8.2 Development and method of follow-up in China

Liver transplantation centers in China are in different stages of development, and each center should choose a suitable follow-up method according to its outpatient follow-up volume and staffing. With the increase of liver transplantation cases, our center has established the database for recipients’ management and follow-up since 2002, which is constantly updated and improved. In the early stage of liver transplantation, many centers in China lack a sound follow-up system, which is passive and sporadic. In 2008, China Liver Transplantation Registry (CLTR) came into use, the first liver transplantation scientific registration system in China, which is an intelligent data collection and management system in line with the characteristics of organ transplantation in China [48]. It sets up a good platform for clinical evidence-based medicine and the scientific research and provides patients with high-quality medical service at the same time. In our center, we set specialized transplant clinic and establish a complete follow-up procedure (Figure 6). The patients should follow the standard follow-up program in the absence of complications, including outpatient frequency and inspection items of follow-up (see Table 4) [113, 114]. Because exceeding or insufficient immunosuppressive agent has a negative effect on graft function, its concentration must be monitored regularly (see Table 5). In addition, there is a big problem in China now that all the candidates and recipients are lack of health education related with organ transplantation, which lead to many problems of long survival and better quality of life. Our center is aware of it and gives the patients regular health education during follow-up through PPT, video and handbook, etc. [115, 116].

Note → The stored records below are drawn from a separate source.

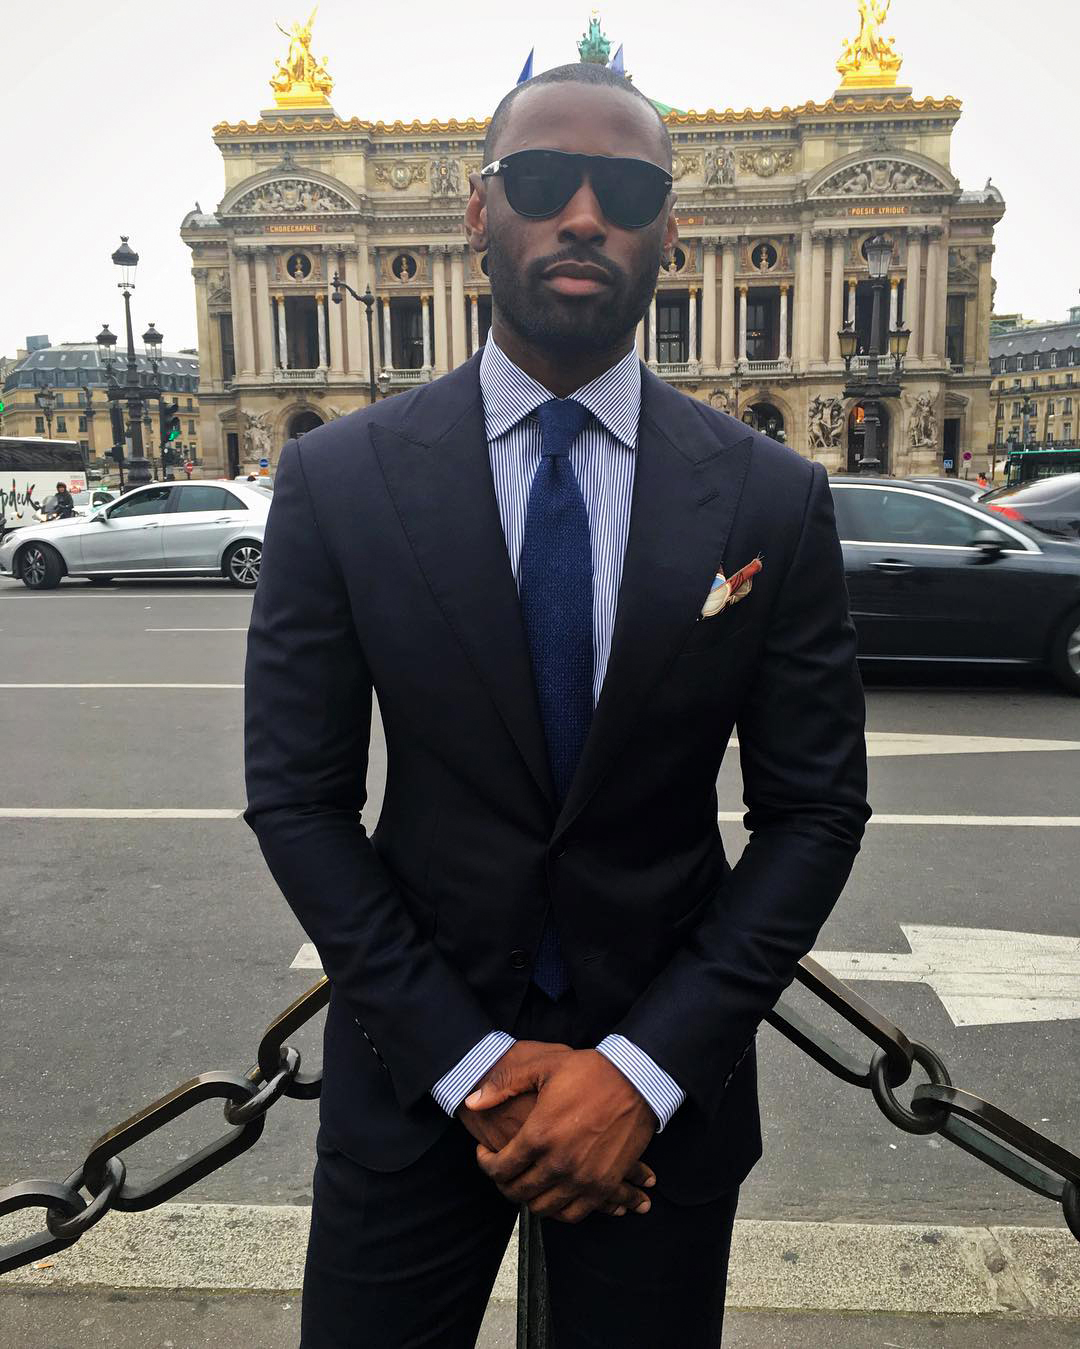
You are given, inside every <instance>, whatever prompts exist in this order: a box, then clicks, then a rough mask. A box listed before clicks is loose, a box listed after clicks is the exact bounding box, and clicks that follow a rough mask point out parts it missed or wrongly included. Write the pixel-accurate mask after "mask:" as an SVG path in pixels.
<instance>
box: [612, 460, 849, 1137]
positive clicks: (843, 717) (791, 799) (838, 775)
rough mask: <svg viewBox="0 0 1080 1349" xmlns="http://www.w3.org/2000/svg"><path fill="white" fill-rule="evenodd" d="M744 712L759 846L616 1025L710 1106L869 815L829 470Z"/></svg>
mask: <svg viewBox="0 0 1080 1349" xmlns="http://www.w3.org/2000/svg"><path fill="white" fill-rule="evenodd" d="M812 469H813V471H812V478H810V488H809V492H808V498H806V503H805V514H804V518H802V525H801V532H800V537H798V541H797V545H796V548H794V549H793V553H791V561H790V565H789V568H787V572H786V575H785V579H783V581H782V585H781V591H779V595H778V598H777V602H775V604H774V611H773V614H771V618H770V623H769V631H767V634H766V638H764V643H763V652H762V656H760V661H759V666H758V669H756V672H755V675H754V677H752V681H751V691H750V693H748V696H747V697H746V700H744V703H743V707H742V711H740V715H739V716H738V722H736V724H738V731H739V753H740V759H742V769H743V791H744V801H746V805H747V813H746V827H747V830H748V831H750V842H748V843H747V847H746V850H744V851H743V855H742V858H740V859H739V863H738V865H736V867H735V870H733V871H732V873H731V876H729V877H728V880H727V884H725V885H724V888H723V892H721V894H720V896H719V897H717V898H716V901H715V902H713V904H711V905H709V907H708V909H707V915H705V917H704V919H702V921H701V923H700V925H698V927H697V928H696V929H694V932H693V934H692V936H690V938H689V940H688V942H686V943H684V946H682V947H681V948H680V950H678V951H677V954H676V955H674V958H673V959H671V960H670V962H669V965H667V966H666V967H665V969H663V970H662V971H661V974H659V975H658V977H657V978H655V979H654V981H653V983H651V985H650V986H649V987H647V989H646V992H644V993H643V994H642V997H640V998H639V1000H638V1001H636V1002H635V1004H634V1006H632V1008H631V1009H630V1012H628V1014H627V1016H626V1018H624V1020H623V1023H622V1024H620V1025H619V1027H616V1028H615V1029H616V1031H618V1033H622V1035H624V1036H626V1037H627V1039H628V1040H632V1041H634V1043H635V1044H638V1045H640V1048H642V1050H644V1052H646V1054H649V1055H650V1056H651V1058H653V1059H654V1060H655V1062H657V1063H658V1064H659V1066H661V1067H662V1068H665V1071H667V1072H669V1074H670V1075H671V1077H673V1078H674V1079H676V1082H678V1083H680V1086H681V1087H682V1089H685V1091H686V1093H688V1095H689V1097H690V1099H692V1101H694V1102H696V1103H697V1105H698V1106H701V1108H702V1109H704V1110H705V1113H707V1114H713V1113H715V1112H716V1110H717V1109H719V1106H720V1103H721V1101H723V1095H724V1089H725V1086H727V1082H729V1081H731V1074H732V1072H733V1070H735V1067H736V1066H738V1063H739V1060H740V1059H742V1056H743V1054H744V1052H746V1050H747V1047H748V1044H750V1043H751V1041H752V1039H754V1035H755V1032H756V1028H758V1025H759V1024H760V1020H762V1017H763V1016H764V1014H766V1013H767V1012H769V1010H770V1009H771V1008H773V1005H774V1002H775V1001H777V998H778V997H779V996H781V993H782V992H783V990H785V989H786V987H787V985H789V983H790V982H791V979H793V978H794V973H796V966H797V965H798V962H800V960H801V959H802V956H804V955H806V952H808V951H809V950H810V948H812V947H813V944H814V940H816V939H817V934H818V931H820V928H821V925H822V924H824V921H825V919H827V917H828V916H829V912H831V909H832V907H833V904H835V902H836V900H837V897H839V896H840V892H841V890H843V888H844V884H845V882H847V878H848V873H849V871H851V866H852V863H853V861H855V857H856V854H858V851H859V846H860V840H862V835H863V830H864V827H866V822H867V819H868V817H870V808H868V805H867V801H866V742H864V704H863V689H862V684H860V680H859V673H858V666H856V664H855V629H853V626H852V623H851V618H849V615H848V602H847V588H845V584H844V564H843V556H841V552H840V542H839V540H837V536H836V526H835V522H833V511H832V496H831V492H829V487H828V478H827V475H825V471H824V469H822V468H821V465H818V464H814V465H812Z"/></svg>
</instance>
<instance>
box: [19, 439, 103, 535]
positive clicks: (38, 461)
mask: <svg viewBox="0 0 1080 1349" xmlns="http://www.w3.org/2000/svg"><path fill="white" fill-rule="evenodd" d="M57 483H67V488H69V491H70V492H71V494H73V495H74V494H76V492H82V491H86V487H88V486H89V473H88V465H86V456H85V455H84V452H82V451H81V449H80V445H78V441H76V440H46V438H44V437H42V436H0V534H3V532H4V530H5V529H12V527H13V526H16V525H27V523H30V522H31V521H32V519H34V517H35V515H36V513H38V511H39V510H40V507H42V502H43V500H44V498H46V496H50V495H51V494H53V492H54V491H55V490H57Z"/></svg>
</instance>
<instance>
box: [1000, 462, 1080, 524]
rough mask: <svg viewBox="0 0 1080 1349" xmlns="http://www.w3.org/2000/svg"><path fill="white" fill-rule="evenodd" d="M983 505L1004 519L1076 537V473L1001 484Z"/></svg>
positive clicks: (1076, 501) (1069, 473)
mask: <svg viewBox="0 0 1080 1349" xmlns="http://www.w3.org/2000/svg"><path fill="white" fill-rule="evenodd" d="M986 505H987V506H988V507H990V509H991V510H992V511H996V513H998V514H999V515H1004V518H1006V519H1014V521H1019V522H1021V523H1023V525H1030V526H1031V527H1033V529H1037V530H1040V532H1041V533H1044V534H1052V536H1054V537H1056V538H1080V473H1058V475H1057V476H1056V478H1037V479H1034V480H1029V482H1026V483H1018V484H1017V486H1015V487H1003V488H1002V490H1000V491H996V492H994V495H992V496H991V498H988V499H987V502H986Z"/></svg>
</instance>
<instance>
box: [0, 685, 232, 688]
mask: <svg viewBox="0 0 1080 1349" xmlns="http://www.w3.org/2000/svg"><path fill="white" fill-rule="evenodd" d="M243 687H244V685H243V684H0V688H243Z"/></svg>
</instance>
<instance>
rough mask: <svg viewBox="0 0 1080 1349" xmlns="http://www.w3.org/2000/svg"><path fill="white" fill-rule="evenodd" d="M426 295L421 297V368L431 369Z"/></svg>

As is well known, the success of liver transplant surgery only means the beginning of a new life for patients. The long-term survival of liver transplant recipients depends not only on the surgical skills of surgeons, but also on the high quality and efficient follow-up after liver transplantation. With the increase in the number of liver transplantation and the application of CLTR, the experts and scholars in China will have more experience to help the patients benefit from liver transplantation.